Englishman Henry Doulton was also a pioneer of early water filtration systems. After being commissioned by Queen Victoria in 1835, he invented the ceramic candle filter to treat water. His filter used ceramic’s small pore size to filter out contaminants like dirt, debris, and bacteria This inexpensive, easy-to-use, and effective filtration system is still used today in developing countries and is a popular system for backpackers. 


John Snow

Even though the discovery of bacteria happened nearly two centuries earlier, it wasn’t until 1854 that British scientist John Snow discovered cholera can be transmitted through water supplies. He also found that chlorinating the contaminated water could purify the supply and make it safe to drink. Chlorination is still a popular form of water purification today. 


Modern Water Purification 

The discoveries around water purification throughout the 18th century paved the way for our modern understanding of how our water supply can directly affect our health. Diseases such as cholera, dysentery, typhoid, and polio can be contracted from contaminated water. Only after the discovery of bacteria in the mid-1600s did we understand that clear water does not necessarily mean clean water. The 19th century would see cholera and typhoid outbreaks on a large scale, which would in turn focus scientists’ attention on water disinfection in addition to simply filtration. 


Rules surrounding water safely for municipal drinking water like the United State’s Clean Water Act of 1972 and the Safe Drinking Water Act in 1974 set the standard for other developed nations. 

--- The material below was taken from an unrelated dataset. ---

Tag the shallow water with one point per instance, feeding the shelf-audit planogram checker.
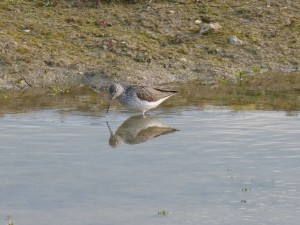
(202, 162)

Today, modern inventions like water purification tablets and straws, home-based water filters, and city water filtration plants all make clean water accessible and a part of our daily lives. But many developing countries today continue to struggle with having access to a clean and purified water supply. As of 2019, at least 2 billion people around the world use a contaminated water source, leading to an estimated 485,000 deaths per year.


The world still has a long way to go to provide clean water for everyone. But the scientific developments of the 18th century helped cultivate a better understanding of the importance of a clean and purified water supply.